Les festivaliers ont toujours l'air d'avoir le moment de leur vie, un verre à la main, le sourire aux lèvres, les bras en l'air, tapant du pied au rythme de la musique, sur-sapés, pailletés et exaltés.
Je m'imaginais déjà mon sac d'hydratation à rosé sur les épaules, paille dans la bouche, lunettes de soleil, maillot de bain et pieds nus à regarder les concerts en dansant tout en brodant.

Mon rêve ne restera qu'un rêve.

Bref, ces trois jours sur le festival Cabourg mon Amour ne furent pas plage, musique et volupté.


Mais plutôt broderie, broderie, c'est pas un peu fini ?

Je proposais des casquettes et chapeaux à broder avec le mot ou le dessin choisit par le festivalier.
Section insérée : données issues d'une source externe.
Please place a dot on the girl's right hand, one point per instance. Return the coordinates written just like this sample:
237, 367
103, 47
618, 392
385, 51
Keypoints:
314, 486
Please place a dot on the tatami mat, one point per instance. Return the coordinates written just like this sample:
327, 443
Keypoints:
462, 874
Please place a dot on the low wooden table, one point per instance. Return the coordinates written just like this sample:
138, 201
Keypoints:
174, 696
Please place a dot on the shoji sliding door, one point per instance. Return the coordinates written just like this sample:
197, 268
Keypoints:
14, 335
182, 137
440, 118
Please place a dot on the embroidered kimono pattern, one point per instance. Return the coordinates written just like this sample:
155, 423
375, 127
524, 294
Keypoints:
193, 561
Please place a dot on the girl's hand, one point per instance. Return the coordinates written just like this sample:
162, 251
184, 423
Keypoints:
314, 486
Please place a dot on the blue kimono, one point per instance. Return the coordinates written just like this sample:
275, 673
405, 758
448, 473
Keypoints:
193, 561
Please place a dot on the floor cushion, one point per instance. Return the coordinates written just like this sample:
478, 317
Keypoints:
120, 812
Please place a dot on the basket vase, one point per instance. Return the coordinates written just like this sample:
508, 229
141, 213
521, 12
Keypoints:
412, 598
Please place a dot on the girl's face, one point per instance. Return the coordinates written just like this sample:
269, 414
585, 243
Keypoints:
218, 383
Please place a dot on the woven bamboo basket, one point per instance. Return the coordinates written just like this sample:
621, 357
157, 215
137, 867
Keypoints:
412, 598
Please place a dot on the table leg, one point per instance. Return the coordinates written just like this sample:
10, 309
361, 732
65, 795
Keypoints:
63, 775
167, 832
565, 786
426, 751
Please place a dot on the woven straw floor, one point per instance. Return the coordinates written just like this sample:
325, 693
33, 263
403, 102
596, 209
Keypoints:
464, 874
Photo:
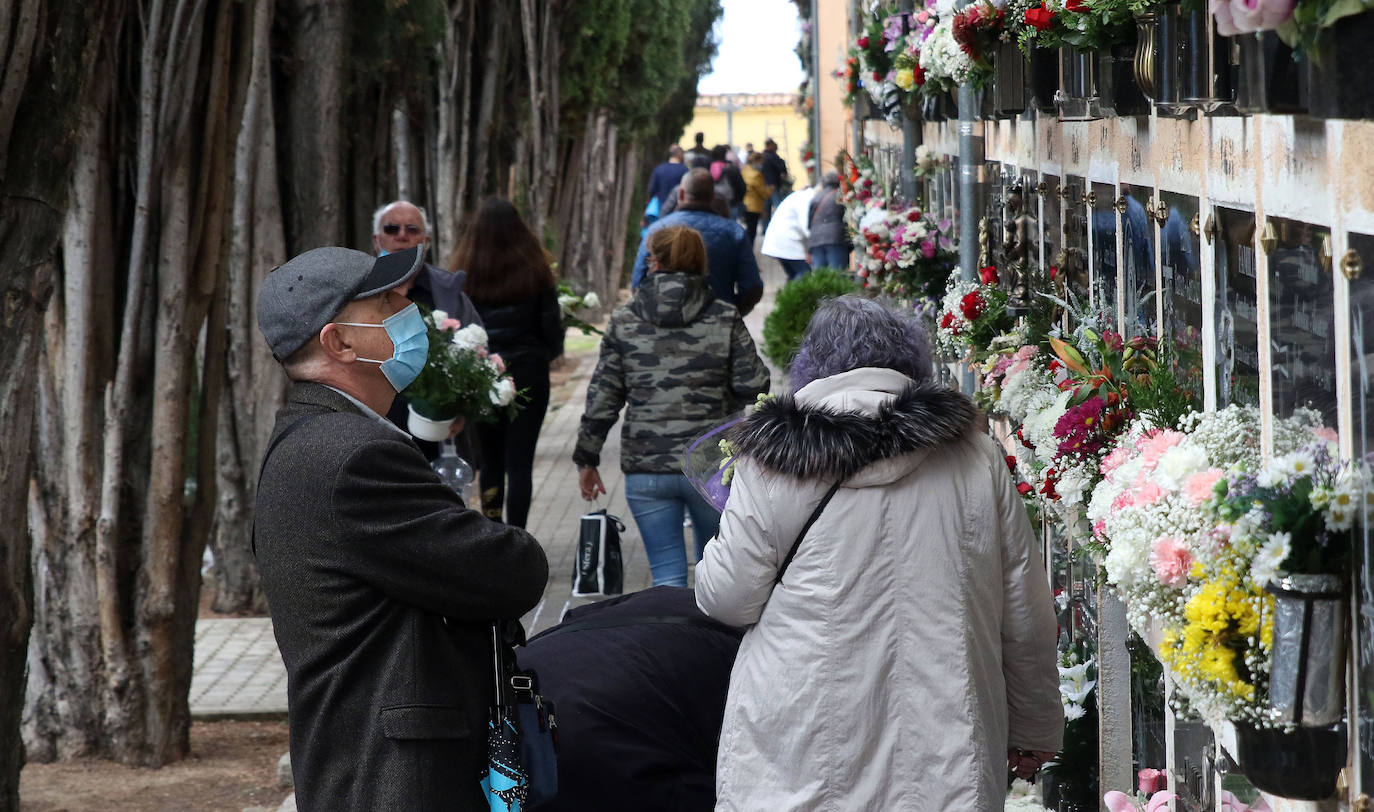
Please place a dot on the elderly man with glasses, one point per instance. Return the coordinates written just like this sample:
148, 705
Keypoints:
400, 226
Il avait la possibilité aussi, de faire broder directement sur son vêtement le mot de son choix.
L'idée était plutôt originale et rigolote et je crois que ça a plutôt plu.

La roulette de Mamie au bout du bras remplie à ras bord de couvre-chefs et de bobines, les chaises longues de mon enfance sous l'épaule nous étions partis pour 3 jours de folies.
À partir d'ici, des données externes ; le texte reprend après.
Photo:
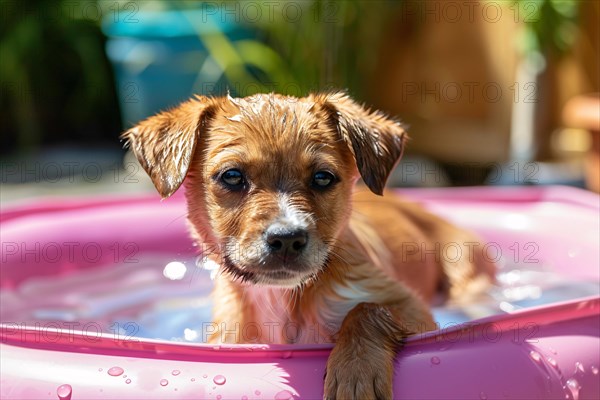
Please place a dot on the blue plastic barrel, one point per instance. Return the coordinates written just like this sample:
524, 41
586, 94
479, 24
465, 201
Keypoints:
159, 58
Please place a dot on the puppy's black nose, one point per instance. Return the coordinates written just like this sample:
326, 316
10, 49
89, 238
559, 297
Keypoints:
287, 242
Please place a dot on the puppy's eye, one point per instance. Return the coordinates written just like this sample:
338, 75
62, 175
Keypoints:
323, 180
233, 179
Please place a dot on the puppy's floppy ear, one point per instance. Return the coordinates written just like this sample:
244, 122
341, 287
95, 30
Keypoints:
164, 144
375, 140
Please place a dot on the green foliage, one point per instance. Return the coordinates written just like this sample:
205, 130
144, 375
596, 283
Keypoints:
550, 26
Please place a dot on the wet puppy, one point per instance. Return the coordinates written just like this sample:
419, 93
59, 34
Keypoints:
305, 255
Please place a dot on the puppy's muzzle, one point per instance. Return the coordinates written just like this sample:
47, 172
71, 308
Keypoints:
286, 242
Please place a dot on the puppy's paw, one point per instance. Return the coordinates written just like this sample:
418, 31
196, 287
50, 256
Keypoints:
351, 375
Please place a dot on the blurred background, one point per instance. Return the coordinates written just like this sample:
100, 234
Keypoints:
493, 92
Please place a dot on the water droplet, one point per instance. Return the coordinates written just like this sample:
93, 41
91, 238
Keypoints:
286, 354
219, 380
64, 392
284, 395
115, 371
574, 387
535, 356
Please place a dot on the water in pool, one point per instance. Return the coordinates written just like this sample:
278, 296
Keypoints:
166, 297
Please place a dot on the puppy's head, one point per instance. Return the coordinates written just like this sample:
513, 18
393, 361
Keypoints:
268, 178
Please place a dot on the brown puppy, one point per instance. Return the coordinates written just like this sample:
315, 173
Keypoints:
270, 184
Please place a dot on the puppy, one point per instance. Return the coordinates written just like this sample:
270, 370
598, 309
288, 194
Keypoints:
306, 256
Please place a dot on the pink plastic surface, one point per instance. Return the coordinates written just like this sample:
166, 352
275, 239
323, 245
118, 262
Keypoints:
545, 352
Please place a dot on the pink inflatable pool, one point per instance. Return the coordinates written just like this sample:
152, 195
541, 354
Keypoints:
102, 298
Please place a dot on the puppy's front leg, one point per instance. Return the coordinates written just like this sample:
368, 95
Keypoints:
361, 365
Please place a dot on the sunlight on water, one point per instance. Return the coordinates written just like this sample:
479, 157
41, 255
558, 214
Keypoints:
167, 297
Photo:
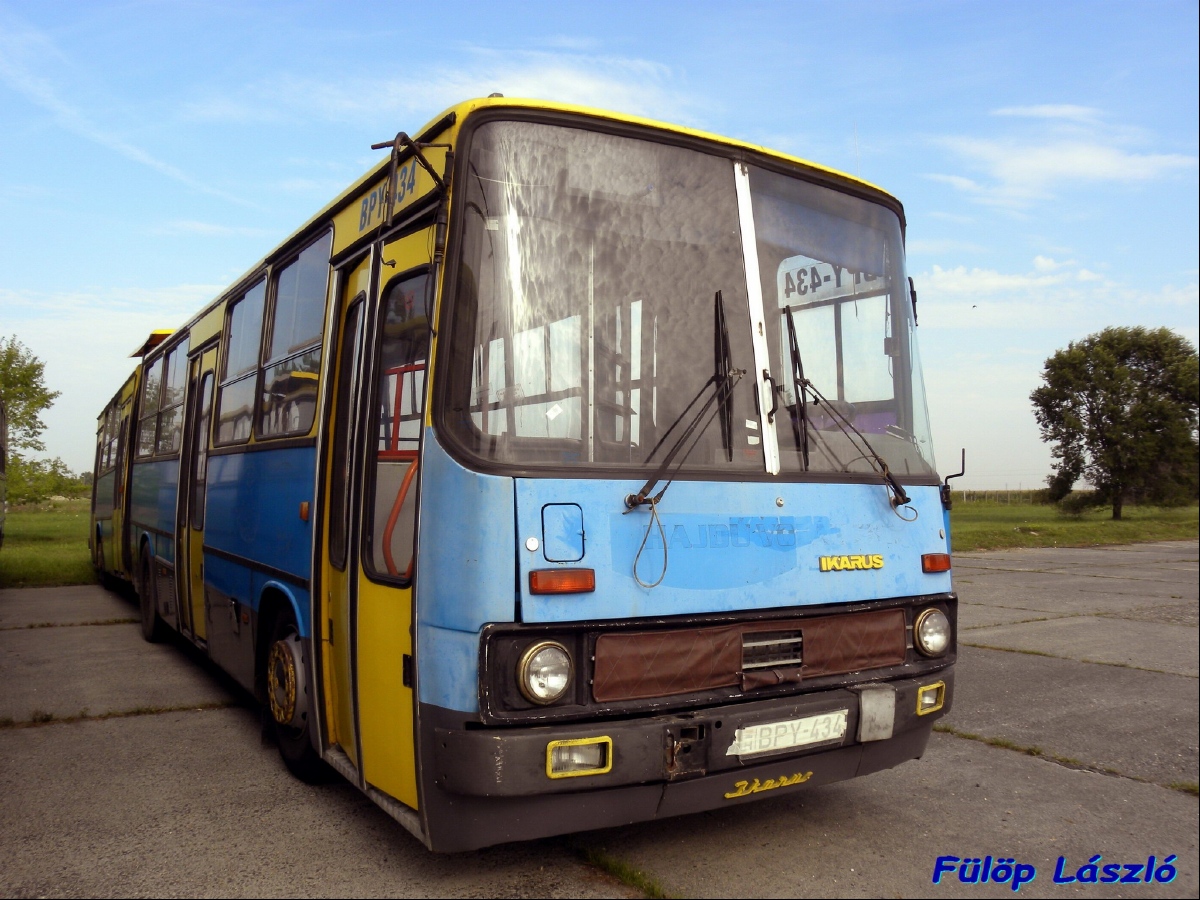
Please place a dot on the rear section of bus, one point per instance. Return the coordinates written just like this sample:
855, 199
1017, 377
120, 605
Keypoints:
681, 538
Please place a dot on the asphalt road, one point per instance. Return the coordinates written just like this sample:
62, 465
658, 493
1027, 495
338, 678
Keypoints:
130, 769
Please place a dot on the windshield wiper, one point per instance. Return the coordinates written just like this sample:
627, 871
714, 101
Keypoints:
802, 399
724, 378
899, 498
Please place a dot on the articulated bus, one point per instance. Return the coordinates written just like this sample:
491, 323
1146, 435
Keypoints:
570, 469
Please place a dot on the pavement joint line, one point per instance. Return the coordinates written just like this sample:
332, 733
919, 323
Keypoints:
1068, 762
1071, 573
39, 718
1026, 622
1072, 659
125, 621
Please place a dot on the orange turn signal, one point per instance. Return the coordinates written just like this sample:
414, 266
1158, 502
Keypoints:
562, 581
935, 563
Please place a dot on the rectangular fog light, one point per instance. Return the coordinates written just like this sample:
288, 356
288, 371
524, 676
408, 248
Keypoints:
585, 756
876, 712
930, 697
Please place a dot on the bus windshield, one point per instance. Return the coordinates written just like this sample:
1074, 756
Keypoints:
586, 318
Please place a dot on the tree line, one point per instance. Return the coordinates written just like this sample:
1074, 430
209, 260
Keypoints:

C'est toujours rigolo de débarquer sur un festival sans festivalier, où les balances sont en train de se faire, où les artistes se font interviewer là où le soleil réfléchi le moins, voir le no man's land des bars et des toilettes, la jolie décoration de mer qui prend tout son sens, la piscine de coussins, les fauteuils en bois, le dernier débrief des bénévoles avant l'ouverture des portes.
Voir de l'autre côté de la barrière les Cabourgeais pour 72h sur la plage, pieds dans l'eau, brûlant sous le soleil traitre de la normandie.

Et nous, dans ce joli charivari, à ajuster notre nappe faite maison, à disposer notre casquetterie, à aménager nos accessoires pour que tout soit le plus joli possible.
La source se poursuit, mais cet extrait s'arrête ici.